Troy R. Bennett, Brunswick Times Record - Combining classroom activities with biking in Regional School Unit 1's summer reading program for third-, fourth- and fifth-graders puts two of the district's trumpeted focus areas front and center: Literacy and healthy living. The five-week program runs four mornings each week. Each day begins with two hours of in-school games and activities based on books the students are reading. The early stretch usually features a guest reading by a community leader or local celebrity. Bath Police Chief Michael Field and City Manager William Giroux did the honors recently. Then, after an 11 a.m. lunch break, the kids leave Fisher-Mitchell School on their bicycles and ride around Bath, setting their daily sights on the district's nearby community garden, a park or any number of other destinations. At the end of the program, each student gets to keep the sparkling new bike on which he or she has spent the summer touring Bath. William Shuttleworth, superintendent of RSU 1, said he found a private donor to fund the fleet of two-wheelers for the course, and dubbed the program "Pedaling for Success."

The National Marine Fisheries Service reports that Maine is the nation's third largest fishing state, coming in behind Alaska and Massachusetts. The value of the haul, however, is down 17% from 2007 mainly due to weak lobster prices.

Morning Sentinel - The decision to reopen the [Matinicus] fishing grounds was reached in Knox County Superior Court in response to requests for preliminary injunctions against the state filed by two Matinicus lobstermen affected by the closing. The cases were settled before coming to trial. . .
More than 30 Matinicus residents were in the courtroom to watch how Justice Jeffrey Hjelm would rule on the requests to overturn the DMR's shutdown order, which took effect a half-hour before sunrise that morning.
. . . The seeds of the settlement apparently were planted when attorneys for all the parties met in chambers with Justice Hjelm before the proceeding.

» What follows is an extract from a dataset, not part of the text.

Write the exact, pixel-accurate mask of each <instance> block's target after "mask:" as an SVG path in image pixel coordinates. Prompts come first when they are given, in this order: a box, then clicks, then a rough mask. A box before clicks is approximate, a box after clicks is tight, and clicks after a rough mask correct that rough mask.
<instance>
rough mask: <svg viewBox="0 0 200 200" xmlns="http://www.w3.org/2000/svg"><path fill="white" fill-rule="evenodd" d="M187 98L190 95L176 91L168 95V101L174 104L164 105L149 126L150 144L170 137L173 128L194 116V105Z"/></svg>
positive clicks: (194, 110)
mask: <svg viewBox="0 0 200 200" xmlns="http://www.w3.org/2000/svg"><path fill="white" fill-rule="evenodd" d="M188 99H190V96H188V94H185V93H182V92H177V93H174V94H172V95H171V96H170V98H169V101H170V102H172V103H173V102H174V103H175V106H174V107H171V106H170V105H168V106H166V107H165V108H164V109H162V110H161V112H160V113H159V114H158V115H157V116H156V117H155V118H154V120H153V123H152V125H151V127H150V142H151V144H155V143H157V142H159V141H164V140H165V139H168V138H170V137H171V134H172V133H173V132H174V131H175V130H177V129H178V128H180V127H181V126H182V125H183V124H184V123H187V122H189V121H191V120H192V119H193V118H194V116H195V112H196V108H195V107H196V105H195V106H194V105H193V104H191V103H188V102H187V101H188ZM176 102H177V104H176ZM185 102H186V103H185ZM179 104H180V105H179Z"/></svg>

That discussion lasted about a half-hour and was followed by additional discussions near the jury box . . . By the time Justice Hjelm opened the hearing at about 9:45 a.m. it was evident from the smiles of joy on the faces of the islanders and their animated discussions that a settlement in their favor had been reached.

Lancaster Farming - Maine dairy producers are in an envious position compared to their brethren in the other Northern New England states: they have a state program funded with a new $13 million legislative appropriation that aims to guarantee them a pay price of between $17 and $20 a hundredweight for the coming year, compared to the $12 or so regional blend price elsewhere presently. . . Maine has long had a milk commission that has effectively set farm milk prices well above the Boston federal order. . . Plus the state legislature in recent years has kicked in general fund money to shore up farm milk prices. . . Recognizing that in bad budget times the state may not be able to continue its generous support of dairy, a task force is being formed to try to come up with alternatives that will keep the dairy industry in Maine viable.

Climate Neutral Network
- The UN Environment Program has announced that six universities from the US, UK, Spain and China have become the first academic institutions to join the Climate Neutral Network, an initiative to promote global action to de-carbonize our economies and societies.
According to UNEP, these institutions are pioneers among hundreds of universities, colleges and other academic institutions worldwide, and are taking steps to reduce greenhouse gas emissions, promote "greening" of their campuses, and invest in low-carbon research and development. The six universities are: College of the Atlantic, Maine, US; Evergreen State College, US; Malaga University, Spain; Middlebury College, Vermont, US; Tongji University, Shanghai, China; and the University of the West of England, Bristol, UK.